At this point in my career the word “monitoring” is so laden and pregnant with connotation and nuance that it is effectively meaningless. It is however, difficult for me to imagine a world where centralized polling as a monitoring strategy is wholesale replaced with an uber-technique that optimally meets literally everyones needs. This is not just an engineering observation but a business-needs one.

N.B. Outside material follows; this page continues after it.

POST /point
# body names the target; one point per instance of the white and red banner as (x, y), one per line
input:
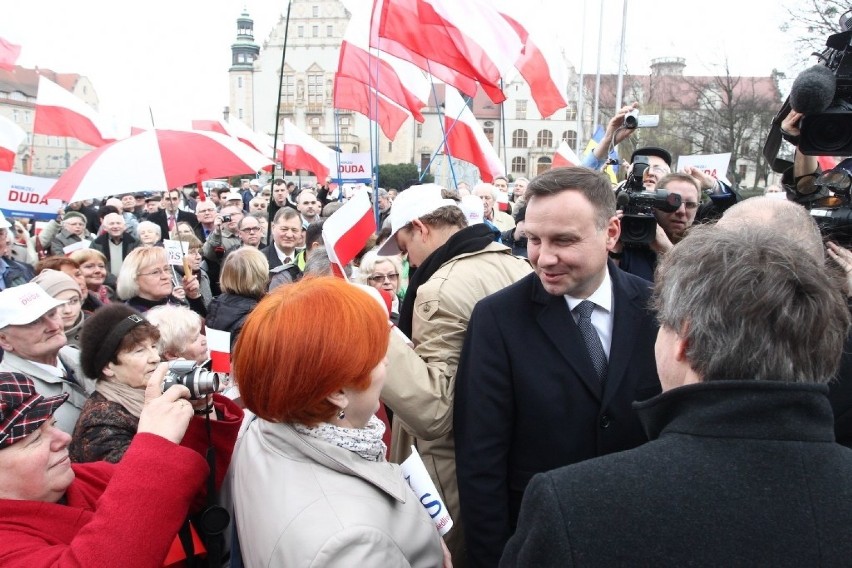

Centralized polling makes more sense than the alternatives in a lot of situations, and as long as the technique has a place along side the myriad other techniques we employ to monitor things, Nagios will be around because it’s a good, free, centralized poller, with a massive support community, a commercial version, and an annual conference of its own.

More than that; with the litany of monitoring systems out there that can execute Nagios checks out of the box, Nagios, like it or not, has become a specification language for prototyping systems monitoring solutions. Once you understand Nagios and the various ways it’s been extended, you pretty much understand the problem domain, by which I mean you know what humanity knows about how to centrally monitor computational entities. You also have a good mental model of the data structures required in the field and how much and what kind of metric and availability data need to be transmitted, parsed and stored. So even if you don’t use Nagios in your environment, learning about how it works makes you a better OPS – one who is adept at designing and communicating monitoring solutions to other engineers in an implementation agnostic way.

But Nagios, as far as I know, has neither claimed nor aspired to be the final, ultimate solution to the monitoring problem, so please stop flogging it. I remember a time not too long ago when we could talk about new and exciting ideas in this field without having to slander the ideas from which they were derived, and I welcome a return to that time.